According to the resigned Department of Agriculture Undersecretary Leocadio Sebastian, it was Rodriguez who cloaked him with the authority to sign Sugar Order 4 for and on behalf of President Marcos.

Marcos is concurrently DA Secretary and head of the Sugar Regulatory Administration which issued SO 4. Sebastian said that during his meetings with the President and Rodriguez on 1 and 4 August, he got the impression that the importation had been greenlighted.

Hontiveros said the Palace may be receiving misleading information from an individual she did not name.

"Last night, there was a cargo that has been allegedly carrying smuggled sugar. However, it turned out that the shipping has legal papers," she said.

"Someone seems to be feeding Malacañang misleading information, and now the question is, what are the motivations behind it? While the ES continues to skip the hearings, the suspicions also grow. The questions only remain unanswered," she added.
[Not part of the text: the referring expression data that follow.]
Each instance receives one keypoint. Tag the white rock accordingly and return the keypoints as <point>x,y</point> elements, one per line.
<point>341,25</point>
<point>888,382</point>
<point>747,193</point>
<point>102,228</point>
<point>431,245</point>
Pimentel and Hontiveros insisted on Rodriguez answering questions after Senator Francis Tolentino, chair of the Blue Ribbon Committee, told members of the media that the panel would wrap up its investigation with a partial committee report even without the attendance of Rodriguez.

Tolentino said he received a letter from Rodriguez informing the panel of his absence from the next committee hearing scheduled on Tuesday, 6 September, because he would focus on the preparations for the President's upcoming foreign trips.

The next hearing would be the panel's last, Tolentino said.